Fall of 2015 I was a fresh faced (except for the ever flowing tears) mom of a shiny, new kindergartner. We were both excited for his first year of school! He was excited for new friends, a big playground to visit everyday, and getting chocolate milk, again, everyday. I was excited for him making new friends, learning new things, volunteering in his classroom and him having more structure than preschool. Spring of 2015 we ended his first year of kindergarten both having realized starting this school-age journey was so much more than we expected. Some of our hopes were true (who knew kindergartners today really do get to choose chocolate milk EVERY DAY) and some were not what we expected. However, there were several other surprises that came along this first year of kindergarten. Life-changing surprises. Things I will never look at the same or things I will never find quite as charming as I did before. In no particular order, I present to you:
Things You View Differently When Your Kid(s) Start School
- Box Tops. You will never, ever buy something in the grocery store again, without pouring over it, hoping to find a box-top for education. Great program. Sure. Annoying as all get out to be hassled by your kid’s school to hustle these things in? YES.
- Classroom Volunteering. This will be so cute! So sweet! I will go read for 30 minutes each week and delight my child and his friends. I will see them dressed as cute little pilgrims at Thanksgiving – for thirty minutes. No. Not accurate. You will be asked, for more holidays than you ever knew existed, to come volunteer in the classroom. For blocks of HOURS. If you stay at home, you will need to find childcare for any other children. If you work outside the home, like me, you will need to ask your boss for time off, yet again, to go volunteer at the school. May the Lord grant you all an understanding boss who loves kids, like mine. Also, the volunteering is NOT cute. Sometimes, but mostly no. You will be asked to sling slushy juice in the 100 degree heat, grill copious amounts of hot dogs, do a craft with 15 kids hocked up on a days worth of sugar and adrenaline and, well, you get the idea. It’s not easy.
- Learning New Things. Yes, they will learn a ton of new things. The surprise: YOU will, too. There is a ridiculous amount of homework sent home. There is also a new thing called Family Learning. Say what? Activities for the family to do together in the evenings and over holiday breaks to continually encourage learning and family time. Hey, I get it. All great things, but you know what? I prefer to do it when it’s not DUE on Friday.

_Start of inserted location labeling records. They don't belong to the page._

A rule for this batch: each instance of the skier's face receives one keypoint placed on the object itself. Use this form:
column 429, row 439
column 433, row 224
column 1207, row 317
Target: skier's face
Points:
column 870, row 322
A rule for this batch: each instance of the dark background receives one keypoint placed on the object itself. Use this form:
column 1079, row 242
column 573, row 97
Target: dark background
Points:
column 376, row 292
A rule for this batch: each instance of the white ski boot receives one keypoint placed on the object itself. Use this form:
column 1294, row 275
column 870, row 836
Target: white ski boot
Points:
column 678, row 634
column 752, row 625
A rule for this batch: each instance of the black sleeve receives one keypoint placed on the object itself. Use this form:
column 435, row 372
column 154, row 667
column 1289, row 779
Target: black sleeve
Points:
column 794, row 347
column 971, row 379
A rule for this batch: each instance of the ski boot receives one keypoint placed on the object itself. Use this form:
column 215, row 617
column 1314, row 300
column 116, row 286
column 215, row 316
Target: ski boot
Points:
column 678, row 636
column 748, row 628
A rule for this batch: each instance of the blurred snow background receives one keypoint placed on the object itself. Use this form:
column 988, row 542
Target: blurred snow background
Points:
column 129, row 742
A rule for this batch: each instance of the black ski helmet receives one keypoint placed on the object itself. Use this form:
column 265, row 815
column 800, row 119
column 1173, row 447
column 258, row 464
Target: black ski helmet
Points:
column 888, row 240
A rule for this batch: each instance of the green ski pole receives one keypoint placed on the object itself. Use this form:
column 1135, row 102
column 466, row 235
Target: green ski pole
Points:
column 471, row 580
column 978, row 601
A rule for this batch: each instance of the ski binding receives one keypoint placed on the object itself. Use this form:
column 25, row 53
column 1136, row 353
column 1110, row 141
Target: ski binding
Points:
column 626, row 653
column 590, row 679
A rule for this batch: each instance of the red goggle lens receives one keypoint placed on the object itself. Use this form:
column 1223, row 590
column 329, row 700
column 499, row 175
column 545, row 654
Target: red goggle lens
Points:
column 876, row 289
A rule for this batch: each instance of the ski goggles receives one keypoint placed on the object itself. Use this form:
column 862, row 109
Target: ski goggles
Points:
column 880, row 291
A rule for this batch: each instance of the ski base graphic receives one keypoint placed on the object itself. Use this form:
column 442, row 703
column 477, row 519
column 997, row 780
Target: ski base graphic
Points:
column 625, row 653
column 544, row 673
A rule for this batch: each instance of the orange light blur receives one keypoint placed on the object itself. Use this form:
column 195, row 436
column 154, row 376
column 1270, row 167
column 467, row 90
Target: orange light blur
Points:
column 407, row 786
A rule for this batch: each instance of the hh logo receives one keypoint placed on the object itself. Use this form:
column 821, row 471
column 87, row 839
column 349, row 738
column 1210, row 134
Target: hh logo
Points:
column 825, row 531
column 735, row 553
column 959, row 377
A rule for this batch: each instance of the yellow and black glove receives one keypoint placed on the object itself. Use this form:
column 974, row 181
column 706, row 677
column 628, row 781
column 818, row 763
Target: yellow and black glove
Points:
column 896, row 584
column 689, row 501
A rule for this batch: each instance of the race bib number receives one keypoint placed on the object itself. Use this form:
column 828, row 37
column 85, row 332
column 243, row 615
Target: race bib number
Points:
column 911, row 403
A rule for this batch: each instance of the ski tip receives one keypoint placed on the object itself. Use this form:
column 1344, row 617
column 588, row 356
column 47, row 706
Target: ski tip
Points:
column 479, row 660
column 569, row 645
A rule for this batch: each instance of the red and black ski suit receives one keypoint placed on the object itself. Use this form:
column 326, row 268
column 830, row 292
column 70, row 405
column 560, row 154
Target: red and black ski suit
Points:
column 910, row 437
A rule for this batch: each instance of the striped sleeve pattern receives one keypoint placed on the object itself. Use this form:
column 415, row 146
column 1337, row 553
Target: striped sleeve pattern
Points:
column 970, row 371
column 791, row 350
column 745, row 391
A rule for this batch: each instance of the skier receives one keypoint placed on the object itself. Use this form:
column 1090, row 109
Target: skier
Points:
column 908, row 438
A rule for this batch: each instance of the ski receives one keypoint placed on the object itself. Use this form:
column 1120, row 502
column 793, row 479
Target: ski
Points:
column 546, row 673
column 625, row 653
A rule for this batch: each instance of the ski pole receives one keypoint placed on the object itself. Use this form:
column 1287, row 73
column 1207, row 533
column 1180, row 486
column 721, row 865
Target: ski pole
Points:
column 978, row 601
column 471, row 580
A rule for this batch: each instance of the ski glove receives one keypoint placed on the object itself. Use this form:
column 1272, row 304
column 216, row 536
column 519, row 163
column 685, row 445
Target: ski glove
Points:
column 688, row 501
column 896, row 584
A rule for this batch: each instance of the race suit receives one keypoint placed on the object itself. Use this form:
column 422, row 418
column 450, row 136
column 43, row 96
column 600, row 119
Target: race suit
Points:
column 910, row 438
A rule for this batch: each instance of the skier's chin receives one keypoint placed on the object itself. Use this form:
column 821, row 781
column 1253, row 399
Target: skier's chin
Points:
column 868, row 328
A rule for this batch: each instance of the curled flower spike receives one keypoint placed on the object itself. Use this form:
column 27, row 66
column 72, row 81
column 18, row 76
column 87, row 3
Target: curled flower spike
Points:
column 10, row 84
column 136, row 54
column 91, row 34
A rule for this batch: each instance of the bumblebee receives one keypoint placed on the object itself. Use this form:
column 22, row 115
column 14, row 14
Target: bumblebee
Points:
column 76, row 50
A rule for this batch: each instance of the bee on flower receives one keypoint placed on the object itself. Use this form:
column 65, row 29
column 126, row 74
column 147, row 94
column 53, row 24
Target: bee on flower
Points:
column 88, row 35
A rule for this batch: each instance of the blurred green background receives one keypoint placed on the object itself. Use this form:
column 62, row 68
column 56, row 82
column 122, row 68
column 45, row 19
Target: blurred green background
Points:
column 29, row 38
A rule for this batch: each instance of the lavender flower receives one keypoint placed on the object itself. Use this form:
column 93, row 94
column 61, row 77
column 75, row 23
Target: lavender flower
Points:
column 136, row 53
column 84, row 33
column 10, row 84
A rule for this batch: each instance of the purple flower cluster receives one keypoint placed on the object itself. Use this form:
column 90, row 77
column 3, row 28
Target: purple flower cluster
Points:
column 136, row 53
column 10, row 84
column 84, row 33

- Fundraising. Right now, prior to school-age children, you probably view fundraising as great. Something wonderful to do for worthy causes. I get it. My husband is a fundraiser by occupation! However, by the end of you and your child’s first year of school fundraising will be viewed as shameful. You will have solicited your friends, family, coworkers and Facebook acquaintances for everything from new books, to that big playground, heart health and everything in between. YOU, because no one allows door-to-door sales anymore, will be an expert at selling wrapping paper, candy, candles, seed packets and just flat out asking for cold hard cash. People will run when they see you coming….or posting.
- Uniforms. I have three young kids at home. They ALL have opinions on what they do on don’t like to wear. It changes on a, sometimes, daily basis. I was really looking forward to uniforms. Grab a shirt, grab some pants, done. Ehh, not really. There is any kind of logo on it? Nope! Kid leaves coat in hallway? Good luck finding that with the 100s of other coats JUST LIKE IT. Just in from a quick weekend trip? You now get to do laundry. So someone can go to school without getting written up or sent home the next day. (TIPS: monogram EVERYTHING and buy A LOT of it.)
- Car Line. THE. Car line. Wow. Can we just take a minute to applaud whichever teaching genius developed the car line? It is, to say the least, a fine-tuned, well-oiled machine. Prior to school starting you might think you can just roll-up to the school and when your kid sees your car, hop in. No. Big no. Behavior like that will get you both kicked out of the school. You need a number, not a phone number, but an assigned number. You also need that number on color coded paper. You need to have their booster seat on a special side of the car, you need to NOT be on your cell phone, you need to NOT drive too close to the car in front of you or the curb. Just wait. You will get a sheet of paper with all instructions. You will actually get it twice. Once when you register and then again when “some” parents don’t follow the rules and the school sends it out. Again.
Once you get past the growing pains, school really is a fun journey for parents and kids to take together. Sit back, enjoy the ride through the car-line and enjoy a snack with a box-top on it while you wait your turn.